“I just need AT&T to lower the service fees a little bit.”
“Don’t count on it.”
While these words could have been shared between any two people with a cell phone and a healthy suspicion of their cell phone operators, this lighthearted exchange actually took place in December between Doug Garland, vice president of product management at Google, and AT&T President of Emerging Devices Glen Lurie during a panel discussion on how Silicon Valley can make money from broadband and mobility.
Garland’s crack came while talking about expenses stemming from outfitting his children with the mobile data-connected devices they craved. However, he was also making the point that device manufacturers, independent software makers, and Web-based service companies need a critical mass of users to become mobile Web users to consume the products and services they develop. In this way everyone can make a little money from the mobile Internet–something hardly anyone is doing now.

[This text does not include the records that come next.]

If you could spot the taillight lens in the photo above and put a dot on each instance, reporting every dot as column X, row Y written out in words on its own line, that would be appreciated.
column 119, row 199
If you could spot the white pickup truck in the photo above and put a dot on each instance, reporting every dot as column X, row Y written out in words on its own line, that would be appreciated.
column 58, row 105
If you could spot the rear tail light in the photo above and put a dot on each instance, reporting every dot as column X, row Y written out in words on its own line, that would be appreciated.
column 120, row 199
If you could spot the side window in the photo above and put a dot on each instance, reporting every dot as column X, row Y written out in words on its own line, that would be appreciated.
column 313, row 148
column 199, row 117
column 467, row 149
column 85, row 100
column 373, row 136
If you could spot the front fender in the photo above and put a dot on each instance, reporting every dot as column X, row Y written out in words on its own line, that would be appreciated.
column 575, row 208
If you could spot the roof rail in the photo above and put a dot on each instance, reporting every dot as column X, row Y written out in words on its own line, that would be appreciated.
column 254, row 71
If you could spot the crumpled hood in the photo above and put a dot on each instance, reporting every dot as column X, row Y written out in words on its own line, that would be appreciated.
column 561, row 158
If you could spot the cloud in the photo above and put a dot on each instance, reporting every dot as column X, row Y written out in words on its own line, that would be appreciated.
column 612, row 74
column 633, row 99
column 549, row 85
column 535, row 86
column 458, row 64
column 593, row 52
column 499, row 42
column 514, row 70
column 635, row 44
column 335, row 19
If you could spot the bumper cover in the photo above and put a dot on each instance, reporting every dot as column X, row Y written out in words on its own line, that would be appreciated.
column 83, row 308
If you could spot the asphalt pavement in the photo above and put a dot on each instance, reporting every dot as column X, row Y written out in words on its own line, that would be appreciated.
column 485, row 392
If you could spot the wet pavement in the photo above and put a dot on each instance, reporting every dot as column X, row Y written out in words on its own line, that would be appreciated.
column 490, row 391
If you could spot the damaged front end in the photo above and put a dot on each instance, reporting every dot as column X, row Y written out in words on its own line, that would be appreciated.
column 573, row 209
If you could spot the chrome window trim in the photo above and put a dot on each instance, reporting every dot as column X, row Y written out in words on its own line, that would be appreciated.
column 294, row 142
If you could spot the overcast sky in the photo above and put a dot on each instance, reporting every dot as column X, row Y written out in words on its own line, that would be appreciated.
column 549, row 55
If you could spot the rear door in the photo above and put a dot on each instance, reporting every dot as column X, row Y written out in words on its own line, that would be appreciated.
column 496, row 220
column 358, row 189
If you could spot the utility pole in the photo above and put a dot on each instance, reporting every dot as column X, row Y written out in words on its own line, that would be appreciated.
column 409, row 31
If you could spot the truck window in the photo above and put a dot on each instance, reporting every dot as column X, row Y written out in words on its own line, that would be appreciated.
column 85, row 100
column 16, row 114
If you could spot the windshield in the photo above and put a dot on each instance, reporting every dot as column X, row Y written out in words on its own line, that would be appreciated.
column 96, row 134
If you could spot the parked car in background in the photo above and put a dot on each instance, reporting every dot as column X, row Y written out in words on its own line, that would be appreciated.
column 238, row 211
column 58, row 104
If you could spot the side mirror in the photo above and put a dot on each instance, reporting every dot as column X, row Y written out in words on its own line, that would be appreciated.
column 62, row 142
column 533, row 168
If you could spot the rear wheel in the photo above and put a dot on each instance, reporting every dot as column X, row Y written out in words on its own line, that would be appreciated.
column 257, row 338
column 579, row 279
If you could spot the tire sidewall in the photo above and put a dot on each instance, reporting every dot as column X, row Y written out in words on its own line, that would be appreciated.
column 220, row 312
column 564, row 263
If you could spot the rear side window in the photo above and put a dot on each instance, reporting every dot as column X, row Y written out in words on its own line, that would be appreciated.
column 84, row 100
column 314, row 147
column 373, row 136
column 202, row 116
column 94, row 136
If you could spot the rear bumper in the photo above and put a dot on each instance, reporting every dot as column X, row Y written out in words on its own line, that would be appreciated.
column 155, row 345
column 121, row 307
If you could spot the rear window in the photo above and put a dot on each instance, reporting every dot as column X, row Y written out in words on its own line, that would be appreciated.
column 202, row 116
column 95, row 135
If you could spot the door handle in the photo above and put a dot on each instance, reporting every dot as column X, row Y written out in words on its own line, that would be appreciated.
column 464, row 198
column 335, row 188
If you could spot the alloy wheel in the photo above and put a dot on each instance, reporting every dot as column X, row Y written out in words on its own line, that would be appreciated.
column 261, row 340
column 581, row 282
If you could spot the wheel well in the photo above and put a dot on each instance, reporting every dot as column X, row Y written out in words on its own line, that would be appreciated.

Unfortunately, carriers are getting in the way of this happening.
Lurie’s response, while not unexpected, was disappointing. To be sure, AT&T has spent a lot of money upgrading its mobile data network in the last few years, laying the groundwork for the company’s forthcoming migration first to HSPA+ and then to LTE for faster mobile data rates. Off the cuff, Lurie estimated AT&T has spent $30 billion on network improvements since Cingular bought AT&T Wireless back in 2004. Of course the company wants to recoup their investment, but the current prices bar the doors from most people ever becoming customers at all and keeps those who can afford some connectivity from extending their reach to a greater range of devices and services.
As such, AT&T and other major U.S. carriers are doing no favors with their current mobile data pricing structures. Potential customers can’t afford to connect many devices, and software and service suppliers don’t have the money to innovate because it’s unlikely they will make money without those customers on board.
Depending on the device, mobile broadband fees range from $20 to $60 per device, no matter how many devices are connected or how little traffic each device generates. The going rate of $60 for 5 GB of monthly data to a single laptop is expensive, but $240 to outfit each member of a family of four with that service is insane. For the plethora of other mobile device types that could benefit from always-on connectivity (GPS, digital cameras, gaming platforms, netbooks, or even picture frames), there may not be any pricing model at all right now.
At the very least, I would think about paying $60 for a data plan, as long as I could link multiple devices to a single plan – one that allowed me to share a 25 GB bucket across 5 different devices. It would be even better if the devices are operator-neutral, unlocked so I could take the whole kit to a different carrier if I wanted to.
For the most part, major U.S. carriers don’t seem interested in letting users share data service plans across multiple devices. In a quick survey of the four major carriers around San Francisco, I found only Sprint currently offering a data plan designed to be shared across devices. The company’s Everything Data plan provides two lines with Web and e-mail connectivity plus 1,500 minutes of shared voice services for $130, which rounds out to about $105 for voice service and only $25 for data.
For two lines, that sounds more like it. Sadly, that price is far from the norm.
Lurie indicated that AT&T has some transaction-based billing schemes in the works that could be appropriate for a variety of Internet-connected devices, plans that presumably will allow the carrier to charge for connectivity per bit or event. While such an offering is a start, there remains much room for carriers to innovate with their service offerings, allowing customers to have a richer mobile Internet experience with the devices of their choice and letting software and service vendors innovate and capitalize on the influx of newly connected users.